Shipping an application that I didn't have access to was giving me heartburn. So I decided to create a lightweight feature flag tool.

The Problem

The team that I work on recently shipped a Vue 3, C#, and SQL application to a network that we do not have access to as engineers. We have a system admin that does the deployments, DBAs that handle the scripts, and stakeholders that test and monitor the application. But the engineers, the QA, the PM, and the BA have limited or no access to easily see what is and is not successful. I mean, could you imagine sending your application off into the nether, not easily being able to see the devtools when an error is thrown?!

We have two environments on the network: stage and prod. Well, our last deployment got promoted to both environments at the same time with no stakeholders to look at it. And then there was a bug (I will find out later that the bug was unrelated to the recent release).
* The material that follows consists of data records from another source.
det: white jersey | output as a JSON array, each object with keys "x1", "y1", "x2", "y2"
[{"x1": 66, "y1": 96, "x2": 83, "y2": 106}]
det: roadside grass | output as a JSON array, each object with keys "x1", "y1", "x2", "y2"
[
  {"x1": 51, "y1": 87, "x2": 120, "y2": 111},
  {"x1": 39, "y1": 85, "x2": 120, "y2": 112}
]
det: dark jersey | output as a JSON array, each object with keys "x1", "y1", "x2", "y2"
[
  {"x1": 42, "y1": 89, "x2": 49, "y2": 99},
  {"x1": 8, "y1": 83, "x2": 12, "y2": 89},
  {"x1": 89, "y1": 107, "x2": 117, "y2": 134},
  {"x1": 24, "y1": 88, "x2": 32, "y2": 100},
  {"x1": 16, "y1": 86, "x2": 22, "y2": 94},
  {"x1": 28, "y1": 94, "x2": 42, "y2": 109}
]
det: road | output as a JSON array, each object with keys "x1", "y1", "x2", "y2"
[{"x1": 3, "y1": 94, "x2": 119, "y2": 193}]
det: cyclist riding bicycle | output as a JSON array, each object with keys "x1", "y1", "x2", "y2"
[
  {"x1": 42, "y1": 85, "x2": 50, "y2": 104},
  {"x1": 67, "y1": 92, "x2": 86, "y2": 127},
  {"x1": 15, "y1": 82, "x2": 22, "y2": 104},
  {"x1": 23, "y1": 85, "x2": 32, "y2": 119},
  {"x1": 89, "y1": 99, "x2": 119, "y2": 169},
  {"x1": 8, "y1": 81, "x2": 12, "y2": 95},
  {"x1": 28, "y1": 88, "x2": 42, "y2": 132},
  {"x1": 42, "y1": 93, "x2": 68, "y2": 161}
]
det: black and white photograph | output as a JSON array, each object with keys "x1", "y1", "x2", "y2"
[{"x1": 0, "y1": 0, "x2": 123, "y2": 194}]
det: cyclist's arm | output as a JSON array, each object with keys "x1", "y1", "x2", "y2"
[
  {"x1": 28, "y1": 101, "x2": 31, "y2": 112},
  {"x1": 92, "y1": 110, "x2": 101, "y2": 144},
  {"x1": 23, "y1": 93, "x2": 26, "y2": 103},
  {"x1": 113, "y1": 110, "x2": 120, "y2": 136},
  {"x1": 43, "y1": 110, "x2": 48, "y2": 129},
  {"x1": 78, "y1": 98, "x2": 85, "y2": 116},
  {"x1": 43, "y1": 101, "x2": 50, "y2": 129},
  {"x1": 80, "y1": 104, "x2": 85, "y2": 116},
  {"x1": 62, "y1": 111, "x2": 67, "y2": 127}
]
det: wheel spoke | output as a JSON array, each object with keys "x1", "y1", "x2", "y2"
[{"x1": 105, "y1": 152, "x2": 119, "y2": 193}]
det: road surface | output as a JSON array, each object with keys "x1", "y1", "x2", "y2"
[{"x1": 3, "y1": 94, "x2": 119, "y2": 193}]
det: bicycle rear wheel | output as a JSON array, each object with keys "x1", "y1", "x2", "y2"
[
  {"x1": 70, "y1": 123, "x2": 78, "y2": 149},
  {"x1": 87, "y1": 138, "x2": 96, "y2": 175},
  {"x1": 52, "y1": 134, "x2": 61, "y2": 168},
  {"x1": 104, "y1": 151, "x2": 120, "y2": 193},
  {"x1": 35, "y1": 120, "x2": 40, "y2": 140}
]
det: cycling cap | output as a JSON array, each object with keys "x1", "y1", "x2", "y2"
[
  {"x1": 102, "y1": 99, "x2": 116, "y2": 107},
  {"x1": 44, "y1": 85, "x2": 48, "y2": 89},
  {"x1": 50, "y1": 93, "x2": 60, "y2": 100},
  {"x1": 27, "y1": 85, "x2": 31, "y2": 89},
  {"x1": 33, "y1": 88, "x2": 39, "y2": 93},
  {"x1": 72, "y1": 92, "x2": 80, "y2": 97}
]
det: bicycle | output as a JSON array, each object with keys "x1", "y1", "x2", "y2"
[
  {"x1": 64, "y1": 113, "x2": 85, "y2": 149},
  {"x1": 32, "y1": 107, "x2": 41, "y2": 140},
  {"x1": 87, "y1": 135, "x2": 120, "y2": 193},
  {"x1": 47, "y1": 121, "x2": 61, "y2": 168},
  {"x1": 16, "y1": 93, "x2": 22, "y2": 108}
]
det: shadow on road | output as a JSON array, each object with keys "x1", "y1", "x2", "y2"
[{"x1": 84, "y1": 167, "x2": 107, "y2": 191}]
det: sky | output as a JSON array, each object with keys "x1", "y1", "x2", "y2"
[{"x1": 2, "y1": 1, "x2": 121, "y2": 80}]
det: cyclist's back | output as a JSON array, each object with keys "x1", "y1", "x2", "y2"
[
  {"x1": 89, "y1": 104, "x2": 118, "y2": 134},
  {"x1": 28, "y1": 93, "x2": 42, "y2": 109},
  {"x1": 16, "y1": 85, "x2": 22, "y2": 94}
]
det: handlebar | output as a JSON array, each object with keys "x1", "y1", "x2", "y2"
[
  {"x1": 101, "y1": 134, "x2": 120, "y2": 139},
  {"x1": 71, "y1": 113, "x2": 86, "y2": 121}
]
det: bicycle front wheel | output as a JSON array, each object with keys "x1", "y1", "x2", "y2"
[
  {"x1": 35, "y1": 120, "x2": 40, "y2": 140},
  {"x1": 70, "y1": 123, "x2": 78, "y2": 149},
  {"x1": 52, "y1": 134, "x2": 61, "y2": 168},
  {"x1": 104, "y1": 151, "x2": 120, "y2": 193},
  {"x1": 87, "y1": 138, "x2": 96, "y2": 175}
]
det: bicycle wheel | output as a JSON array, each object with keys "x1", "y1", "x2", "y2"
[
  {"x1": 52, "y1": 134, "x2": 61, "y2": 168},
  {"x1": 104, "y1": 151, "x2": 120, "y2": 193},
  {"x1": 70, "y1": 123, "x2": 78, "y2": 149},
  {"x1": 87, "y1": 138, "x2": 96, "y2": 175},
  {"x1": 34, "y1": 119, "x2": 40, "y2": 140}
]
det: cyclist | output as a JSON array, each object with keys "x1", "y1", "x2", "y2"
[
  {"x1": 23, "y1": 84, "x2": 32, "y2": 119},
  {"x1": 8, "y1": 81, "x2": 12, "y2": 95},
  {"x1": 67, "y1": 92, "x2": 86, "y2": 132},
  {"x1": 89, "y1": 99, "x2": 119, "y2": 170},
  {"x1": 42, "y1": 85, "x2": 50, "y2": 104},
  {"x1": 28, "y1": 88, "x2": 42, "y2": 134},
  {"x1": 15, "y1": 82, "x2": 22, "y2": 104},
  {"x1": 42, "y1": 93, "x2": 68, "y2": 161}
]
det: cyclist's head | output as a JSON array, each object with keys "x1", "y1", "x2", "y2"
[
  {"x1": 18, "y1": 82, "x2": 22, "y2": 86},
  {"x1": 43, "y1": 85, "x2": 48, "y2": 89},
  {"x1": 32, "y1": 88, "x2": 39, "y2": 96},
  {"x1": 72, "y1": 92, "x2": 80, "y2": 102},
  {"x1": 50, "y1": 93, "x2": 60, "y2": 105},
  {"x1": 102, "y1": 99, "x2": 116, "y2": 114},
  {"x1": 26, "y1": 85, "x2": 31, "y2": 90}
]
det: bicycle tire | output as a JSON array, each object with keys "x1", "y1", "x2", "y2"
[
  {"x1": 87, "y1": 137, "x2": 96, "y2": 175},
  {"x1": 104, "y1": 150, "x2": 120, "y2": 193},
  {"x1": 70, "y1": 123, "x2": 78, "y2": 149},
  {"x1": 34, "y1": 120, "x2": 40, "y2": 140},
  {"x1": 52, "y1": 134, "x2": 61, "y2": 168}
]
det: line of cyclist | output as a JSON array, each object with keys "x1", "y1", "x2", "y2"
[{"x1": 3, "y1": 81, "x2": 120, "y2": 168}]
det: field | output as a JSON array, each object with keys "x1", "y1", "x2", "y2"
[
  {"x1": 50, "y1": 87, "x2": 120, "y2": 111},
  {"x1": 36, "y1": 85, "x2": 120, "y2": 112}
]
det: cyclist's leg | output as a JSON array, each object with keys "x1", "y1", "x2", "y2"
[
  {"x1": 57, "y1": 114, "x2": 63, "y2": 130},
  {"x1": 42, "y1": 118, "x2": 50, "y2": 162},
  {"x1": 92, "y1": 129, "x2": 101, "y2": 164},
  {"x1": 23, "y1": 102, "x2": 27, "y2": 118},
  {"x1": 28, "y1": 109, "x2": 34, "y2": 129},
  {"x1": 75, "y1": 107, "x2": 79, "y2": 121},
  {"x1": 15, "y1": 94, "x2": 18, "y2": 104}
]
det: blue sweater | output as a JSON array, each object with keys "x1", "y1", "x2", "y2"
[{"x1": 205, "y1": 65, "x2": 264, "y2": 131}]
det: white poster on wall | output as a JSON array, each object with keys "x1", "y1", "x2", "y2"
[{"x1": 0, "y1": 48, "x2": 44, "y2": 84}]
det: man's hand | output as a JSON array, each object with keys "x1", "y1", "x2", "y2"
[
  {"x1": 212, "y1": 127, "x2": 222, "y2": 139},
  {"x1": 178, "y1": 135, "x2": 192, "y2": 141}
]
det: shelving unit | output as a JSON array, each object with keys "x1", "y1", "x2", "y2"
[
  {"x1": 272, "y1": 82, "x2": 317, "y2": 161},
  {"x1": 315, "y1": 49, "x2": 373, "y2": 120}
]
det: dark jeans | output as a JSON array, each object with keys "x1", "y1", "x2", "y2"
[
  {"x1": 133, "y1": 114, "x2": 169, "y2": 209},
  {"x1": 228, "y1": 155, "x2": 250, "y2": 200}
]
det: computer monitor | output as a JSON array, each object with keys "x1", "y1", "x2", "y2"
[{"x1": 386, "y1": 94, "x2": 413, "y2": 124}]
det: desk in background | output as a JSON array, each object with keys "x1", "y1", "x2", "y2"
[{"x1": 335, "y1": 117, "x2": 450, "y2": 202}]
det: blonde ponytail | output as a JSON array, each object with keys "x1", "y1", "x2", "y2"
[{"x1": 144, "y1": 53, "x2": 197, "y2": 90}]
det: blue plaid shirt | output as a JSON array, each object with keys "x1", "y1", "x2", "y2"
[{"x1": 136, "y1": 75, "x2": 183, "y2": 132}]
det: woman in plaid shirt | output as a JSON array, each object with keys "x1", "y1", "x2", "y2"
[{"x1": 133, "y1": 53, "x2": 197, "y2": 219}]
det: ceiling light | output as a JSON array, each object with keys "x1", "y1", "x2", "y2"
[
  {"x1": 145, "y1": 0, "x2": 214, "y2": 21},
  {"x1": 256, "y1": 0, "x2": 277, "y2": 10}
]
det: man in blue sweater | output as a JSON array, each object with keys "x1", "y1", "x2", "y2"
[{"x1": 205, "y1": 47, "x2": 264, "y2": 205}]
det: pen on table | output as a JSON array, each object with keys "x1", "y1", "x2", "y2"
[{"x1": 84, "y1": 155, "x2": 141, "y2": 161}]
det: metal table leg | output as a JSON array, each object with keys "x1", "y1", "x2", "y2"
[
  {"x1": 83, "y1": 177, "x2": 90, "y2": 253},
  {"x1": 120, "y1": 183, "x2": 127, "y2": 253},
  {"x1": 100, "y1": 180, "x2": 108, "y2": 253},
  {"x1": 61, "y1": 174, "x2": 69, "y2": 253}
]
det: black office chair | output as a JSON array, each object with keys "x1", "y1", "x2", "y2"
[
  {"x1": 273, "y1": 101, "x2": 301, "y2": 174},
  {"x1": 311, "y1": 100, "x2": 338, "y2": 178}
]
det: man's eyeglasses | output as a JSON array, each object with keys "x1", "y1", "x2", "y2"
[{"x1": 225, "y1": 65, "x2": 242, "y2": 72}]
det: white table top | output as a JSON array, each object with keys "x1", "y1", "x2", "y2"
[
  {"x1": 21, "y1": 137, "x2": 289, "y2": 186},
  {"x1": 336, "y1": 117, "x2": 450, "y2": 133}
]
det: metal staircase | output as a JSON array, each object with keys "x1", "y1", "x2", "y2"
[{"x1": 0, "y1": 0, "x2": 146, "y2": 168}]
After a week of internal panic, I decided that I need more control than I have on the network. And thus comes feature flags.

I'll admit, I haven't had any experience with using feature flags up until this point. I relatively knew what they were, and sometimes we'd have background ways of keeping features off, like setting a bit to 0 in the database. But a real feature flags system? No experience. But we needed it because we needed to decouple our releases from the deployments so that deployments could happen whenever it was convenient for our system admin and our DBAs to handle them, and also to give the stakeholders fine-tuned control over exactly what they were releasing and when they were releasing it.